Practicar, el sexo o dibujar. Preguntar si mi lengua puede jugar con tu piel. Que mis pestañas -más largas al Sol- recorran tus pezones -más duros al frío-. Recitar tus gritos, los míos, los del vecino que se queja por los muelles desgastados de la cama, que chirrían. Comprobar si se puede amar más fuerte /más apasionado, más sudoroso, más pegado/ que los demás (y demostrarlo). Explicarte el por qué de mi piel de gallina, o de pollo, o de pavo, o de amor, si me apuras. Romperte las rodillas cada noche al pedirme matrimonio en una cama que tiene, más o menos, el mismo contrato. Le respondo que sí a tu anillo, y nuestros dedos anulares están aún más unidos que de costumbre. Rezar, por que no creas en ningún Dios que te prohíba amarme -como es AMAR una palabra tan grande-, sin tapujos y sin libros sagrados, no más interesantes que los de nuestra biblioteca, no más bonitos que mis pechos.
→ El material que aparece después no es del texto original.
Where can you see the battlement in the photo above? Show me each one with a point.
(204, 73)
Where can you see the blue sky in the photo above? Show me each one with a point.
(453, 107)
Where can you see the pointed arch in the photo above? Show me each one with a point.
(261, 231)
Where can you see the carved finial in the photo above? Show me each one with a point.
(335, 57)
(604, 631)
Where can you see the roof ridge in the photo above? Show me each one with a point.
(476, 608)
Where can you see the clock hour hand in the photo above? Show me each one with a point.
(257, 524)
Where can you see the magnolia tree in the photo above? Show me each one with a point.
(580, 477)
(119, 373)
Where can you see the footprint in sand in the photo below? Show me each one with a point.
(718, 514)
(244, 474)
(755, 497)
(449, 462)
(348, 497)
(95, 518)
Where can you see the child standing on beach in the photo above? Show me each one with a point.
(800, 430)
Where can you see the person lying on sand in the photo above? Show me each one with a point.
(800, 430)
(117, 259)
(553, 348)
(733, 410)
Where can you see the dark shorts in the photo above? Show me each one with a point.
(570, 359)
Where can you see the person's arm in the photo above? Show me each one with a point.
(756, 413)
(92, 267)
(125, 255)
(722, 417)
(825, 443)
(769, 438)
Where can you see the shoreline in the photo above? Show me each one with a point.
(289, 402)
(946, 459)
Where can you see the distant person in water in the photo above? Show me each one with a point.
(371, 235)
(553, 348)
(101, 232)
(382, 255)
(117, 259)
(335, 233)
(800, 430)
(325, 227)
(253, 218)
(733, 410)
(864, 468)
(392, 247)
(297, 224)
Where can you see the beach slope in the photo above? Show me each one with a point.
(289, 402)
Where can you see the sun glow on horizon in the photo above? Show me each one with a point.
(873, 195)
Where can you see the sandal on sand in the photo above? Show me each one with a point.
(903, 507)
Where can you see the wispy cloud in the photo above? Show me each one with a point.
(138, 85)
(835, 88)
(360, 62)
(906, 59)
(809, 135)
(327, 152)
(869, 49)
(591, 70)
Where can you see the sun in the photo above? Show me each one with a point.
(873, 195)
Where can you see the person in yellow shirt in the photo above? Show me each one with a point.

Sudar dolor cada vez que te veo ir, y llorar de ganas (de todo) cada vez que vuelves -y qué paradójico que no llore cuando marches y sude cuando estés-. Romper tu corazón, tu cama, tus huesos. Nada más marrón que tus ojos y la madera de tu cabecero, arañada por las gatas en celo. Brindarnos una vida, o una copa de champagne francés, que, al caso, lo mismo es, si lo que busco es emborracharme (de amor, o de alcohol de oro).
Parafrasear o pararte en cada frase, con un beso, con un desnudo, con el humo de un cigarro o el carmín en el cristal del baño. Fingir que me creo tus malas caras, que yo sé que tan malas no son y que una mujer tan bella no puede crear tanta pasión sin un poco de guerra (de las que ablandan y endurecen).
Ser la mujer de tu vida y no la de tus ojos, para vivir y dormir contigo (pues cuando se duerme, también se muere en vida), sin caer en tu eterno y sin fondo iris negro.